Spark SQL Transforms

Creating Spark SQL Transforms

To transform your data using Spark SQL, you use the Spark SQL transform component. There are three different methods to create Spark SQL transforms outlined below.


NOTE: Spark SQL Transforms are written using standard Spark SQL syntax.

First, navigate to a specific Dataflow within a Data Service. In the screenshots below, we have navigated to a data flow named "My Dataflow".

The most obvious way to create a transform is to create it from the "Build" menu (Method 1). Ascend also offers two convenient shortcut methods (Method 2 & Method 3) for creating a Spark SQL transform during dataflow construction.

These methods take advantage of Ascend's Queryable Dataflows and become part of a quick, intuitive and iterative process of data exploration and transformation, as you build your pipeline. Once you create an initial read connector or data feed component, building a pipeline with the shortcuts methods feels like "query, transform... repeat", until you get to your desired outputs (e.g. write connectors or data feeds).

Method 1: Create from the Build Menu

  1. Within the Dataflow, click the Build tab from the menu on the left side of the screen.
  2. From the Transform section, click the Spark SQL transform component.

This will open the CREATE NEW TRANSFORM panel, which is described below.

Method 2: Create from a Component

Right click a component from the canvas of a dataflow (such as a read connector or transform), or click the "three dot" menu on the component and select "Create new Transform".

This will open the CREATE NEW TRANSFORM panel, which is described below.

Method 3: Create from a Query

You can create a Query by using the "Query Tab" on the left-side menu bar. You can also right click a component (such as a read connector or transform), or click the "three dot" menu, and selecting "Query this component".

Once the COMPOSE NEW QUERY window pops up, you can work iteratively on your query to perform data exploration and get your transformation logic "just right". When you're ready, just click the TO TRANSFORM button at the bottom of the COMPOSE NEW QUERY window. Once you do, you'll see the CREATE NEW TRANSFORM panel below, pre-populated with your query!

Create a New Transform

Once you are in the CREATE NEW TRANSFORM panel, depending on which method you chose from the three mentioned above, you will see the below.

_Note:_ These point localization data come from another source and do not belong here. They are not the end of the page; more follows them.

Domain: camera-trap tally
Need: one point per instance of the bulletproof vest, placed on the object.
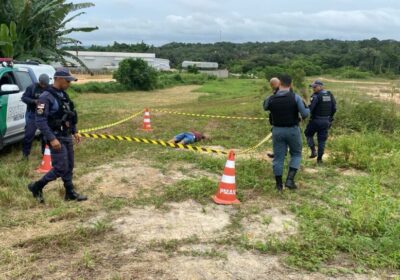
(37, 91)
(284, 110)
(65, 116)
(324, 105)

  • Name: the name of the Spark SQL transform component
  • Description: enter text here that describes what the transform does, or any other metadata that is helpful to you, your team, or your organization. NOTE: You can use Markdown within these descriptions as well!
  • Transform Language: this field asks you, "How will you specify the transform?". The language will already be set to Spark SQL based on how you navigated to the component, but you can see the other options available by choosing from the dropdown box.
  • Query: a code editor in which you write the Spark SQL code expression you want to use to transform data. The editor offers syntax highlighting and code completion. Additionally, you must surround the name of the components used in the query using double curly braces - for example, {{my_component_name}}. Click "Fullscreen" (top right of the code editor) to go into full screen editing mode!
  • Component Pausing: Running (default) or Paused. Pausing a component means it, and any components downstream from it, will not refresh/run until unpaused.
  • Advanced Settings: Controls advanced features for this transform, such as choice of data partitioning strategies, inclusion of Ascend metadata columns in transform outputs, processing priority, partition union/filtering or configuration for the underlying Spark jobs.


Best Practice: Capture knowledge and documentation

A good time to capture knowledge/documentation related to your components, transformations and/or code is when you're developing. This may be related to the code you wrote, or the data that flows through the component. Take advantage of the Description field and remember you can use Markdown, you never know who it will help down the line - it might even be you! πŸ˜ƒ

Edit an Existing Transform

Left click on a Spark SQL transform and click the "pencil" icon to edit it. The Spark SQL Transform editor panel will appear.

Additional metadata created during data processing will be visible in the panel's header.

  • Record Count: The number of records processed by and stored in the component.
  • Partitions: The number of physical partitions the data is stored in, for this component.
  • Created: Date the component was created.
  • Last Edited: Date the component was last edited/updated.

Make any changes you need to the component, and when you are done, click "Update" in the top right hand corner of the panel to save the changes.